Scientific Debugging

The Scientific Debugging Method

The scientific method applied to debugging software is broadly similar to the scientific method used to study nature, but there are important differences. We can outline the method in a number of steps:

Characterize intended behavior. Focus on what matters to someone using the program—what observable behavior the program is supposed to exhibit—not how it works internally. Ask: What input does it take? What output should it give? And so on.

At first, assume the program will behave as intended. Predict what it should do under certain conditions such as particular inputs, and run the program under those conditions to see if you get what you expect. This process of testing is how we look for bugs. For each bug, one at a time, we find we follow the steps below, which might be called "debugging proper":

Identify a failure. A failure is a deviation from intended behavior, not to be confused with a defect in the code. To identify a failure, then, we have to know first of all what is intended; this is why step zero comes first. A failure generally falls into one of three categories: compile-time, run-time, or logic.
Form a hypothesis. A hypothesis is an attempt to understand and explain what is happening. It can be wrong. A hypothesis to explain a failure normally suggests a defect that causes a failure under certain conditions, and explains how the defect produces the failure under those conditions.
Make a prediction. A hypothesis explains what you've already observed; a prediction states what you expect to observe under new conditions. A scientific prediction logically follows from a hypothesis, so that if the prediction is false, the hypothesis is incorrect.
Perform an experiment. A good experiment involves control conditions identical to those that produced prior observations, and usually exactly one experimental condition is changed. In scientific debugging you might give the program different input, add debugging output, use an interactive debugger, or (with due caution) alter the code in some way.
Observe results. What is the behavior now? Remember, results are observations, not interpretations. "The program printed 42" is an observation. "The program worked" is an interpretation.
Reach a conclusion. A conclusion is an interpretation. Did the results match your prediction? If not, your hypothesis must be false (unless you made some other mistake). Do the results suggest a new hypothesis? Note: if you changed the code and the results aren't what you expected, you should probably undo the change!

Use the scientific method to test hypotheses like the bug is fixed, this change fixed the bug, and the program behaves as intended too! These lead to predictions, experiments, and results of their own. Don't jump to the conclusion that a bug is fixed, or that a program works as intended, without good (documented) evidence.

Note also the process isn't as linear as it may appear above. For tricky bugs especially, early hypotheses are often wrong, so one failure can certainly lead to more than one hypothesis. Each hypothesis should give rise to multiple cycles of prediction, experiment, results, and conclusion.

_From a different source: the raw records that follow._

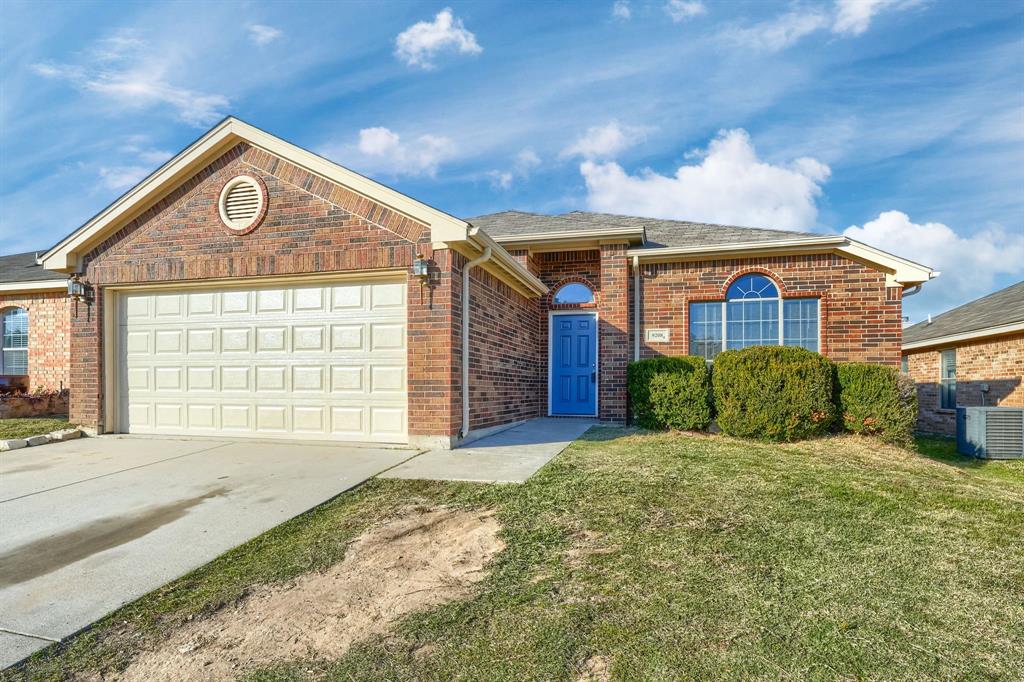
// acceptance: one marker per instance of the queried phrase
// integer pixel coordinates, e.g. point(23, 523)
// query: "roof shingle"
point(1003, 307)
point(659, 232)
point(23, 267)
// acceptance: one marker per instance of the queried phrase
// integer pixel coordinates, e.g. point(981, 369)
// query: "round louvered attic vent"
point(242, 203)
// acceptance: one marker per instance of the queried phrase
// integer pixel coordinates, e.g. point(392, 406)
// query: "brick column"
point(434, 408)
point(85, 379)
point(613, 338)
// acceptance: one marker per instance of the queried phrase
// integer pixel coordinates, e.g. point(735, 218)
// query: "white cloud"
point(778, 33)
point(118, 46)
point(120, 178)
point(730, 185)
point(969, 264)
point(262, 34)
point(604, 141)
point(419, 43)
point(854, 16)
point(525, 163)
point(384, 152)
point(155, 157)
point(680, 10)
point(122, 70)
point(850, 17)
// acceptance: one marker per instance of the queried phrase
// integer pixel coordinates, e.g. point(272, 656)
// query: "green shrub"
point(670, 392)
point(773, 392)
point(877, 399)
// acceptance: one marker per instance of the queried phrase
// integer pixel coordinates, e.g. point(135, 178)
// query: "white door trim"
point(597, 357)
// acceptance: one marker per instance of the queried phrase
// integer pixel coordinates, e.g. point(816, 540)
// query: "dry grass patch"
point(417, 560)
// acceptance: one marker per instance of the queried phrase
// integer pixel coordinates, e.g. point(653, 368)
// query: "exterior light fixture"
point(421, 268)
point(78, 290)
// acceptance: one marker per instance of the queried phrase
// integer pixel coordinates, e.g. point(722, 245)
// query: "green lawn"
point(22, 428)
point(676, 557)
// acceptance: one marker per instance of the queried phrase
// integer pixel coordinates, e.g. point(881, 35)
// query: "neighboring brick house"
point(251, 288)
point(34, 325)
point(971, 355)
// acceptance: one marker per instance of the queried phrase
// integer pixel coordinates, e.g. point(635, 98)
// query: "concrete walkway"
point(509, 457)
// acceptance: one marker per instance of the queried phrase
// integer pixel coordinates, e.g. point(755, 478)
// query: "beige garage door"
point(322, 361)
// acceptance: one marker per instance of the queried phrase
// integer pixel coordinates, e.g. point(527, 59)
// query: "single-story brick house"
point(971, 355)
point(34, 325)
point(252, 288)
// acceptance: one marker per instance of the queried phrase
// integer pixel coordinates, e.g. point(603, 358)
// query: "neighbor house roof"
point(1000, 312)
point(19, 272)
point(660, 240)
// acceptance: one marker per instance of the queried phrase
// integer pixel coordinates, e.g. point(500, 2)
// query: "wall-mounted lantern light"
point(421, 268)
point(79, 291)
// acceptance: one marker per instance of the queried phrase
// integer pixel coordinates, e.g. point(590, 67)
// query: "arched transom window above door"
point(573, 293)
point(753, 314)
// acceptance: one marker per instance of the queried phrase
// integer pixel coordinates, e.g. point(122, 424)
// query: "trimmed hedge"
point(773, 392)
point(877, 399)
point(671, 392)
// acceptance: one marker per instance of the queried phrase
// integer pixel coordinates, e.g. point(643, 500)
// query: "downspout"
point(483, 257)
point(636, 307)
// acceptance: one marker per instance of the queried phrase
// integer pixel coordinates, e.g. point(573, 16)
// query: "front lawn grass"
point(23, 428)
point(674, 556)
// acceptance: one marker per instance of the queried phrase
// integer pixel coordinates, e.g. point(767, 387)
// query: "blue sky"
point(899, 122)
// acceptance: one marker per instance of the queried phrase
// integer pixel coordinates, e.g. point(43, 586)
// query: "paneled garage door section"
point(324, 361)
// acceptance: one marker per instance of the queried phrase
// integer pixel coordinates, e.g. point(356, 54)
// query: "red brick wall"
point(997, 361)
point(505, 365)
point(613, 328)
point(311, 226)
point(859, 318)
point(49, 350)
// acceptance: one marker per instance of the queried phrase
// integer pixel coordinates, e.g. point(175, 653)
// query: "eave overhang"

When you see the defect first

Sometimes you may spot a defect in the code before you've observed a failure. In this case you've got a hypothesis, but you still need to observe the failure before you remove the defect. If you're not fixing a failure, you're not debugging! Predict the failure you think the defect will cause, do an experiment, and record the results. If you see the failure you expected, go ahead and try the fix, and do an experiment to confirm your prediction the failure won't recur.